The World Health Organization (WHO) has clear guidelines regarding the use of Ki67 index in defining the proliferative rate and assigning grade for pancreatic neuroendocrine tumor (NET). WHO mandates the quantification of Ki67 index by counting at least 500 positive tumor cells in a hotspot. Unfortunately, Ki67 antibody may stain both tumor and non-tumor cells as positive depending on the phase of the cell cycle. Likewise, the counter stain labels both tumor and non-tumor as negative. This non-specific nature of Ki67 stain and counter stain therefore hinders the exact quantification of Ki67 index. To address this problem, we present a deep learning method to automatically differentiate between NET and non-tumor regions based on images of Ki67 stained biopsies. Transfer learning was employed to recognize and apply relevant knowledge from previous learning experiences to differentiate between tumor and non-tumor regions.

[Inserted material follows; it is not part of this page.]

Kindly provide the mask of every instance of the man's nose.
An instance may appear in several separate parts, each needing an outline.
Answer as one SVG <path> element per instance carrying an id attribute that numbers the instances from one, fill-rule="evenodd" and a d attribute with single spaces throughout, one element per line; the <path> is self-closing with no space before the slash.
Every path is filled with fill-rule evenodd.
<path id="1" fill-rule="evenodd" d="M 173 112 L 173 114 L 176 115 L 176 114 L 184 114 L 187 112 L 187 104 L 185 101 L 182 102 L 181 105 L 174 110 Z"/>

Transfer learning exploits a rich set of features previously used to successfully categorize non-pathology data into 1,000 classes. The method was trained and validated on a set of whole-slide images including 33 NETs subject to Ki67 immunohistochemical staining using a leave-one-out cross-validation. When applied to 30 high power fields (HPF) and assessed against a gold standard (evaluation by two expert pathologists), the method resulted in a high sensitivity of 97.8% and specificity of 88.8%. The deep learning method developed has the potential to reduce pathologists’ workload by directly identifying tumor boundaries on images of Ki67 stained slides. Moreover, it has the potential to replace sophisticated and expensive imaging methods which are recently developed for identification of tumor boundaries in images of Ki67-stained NETs.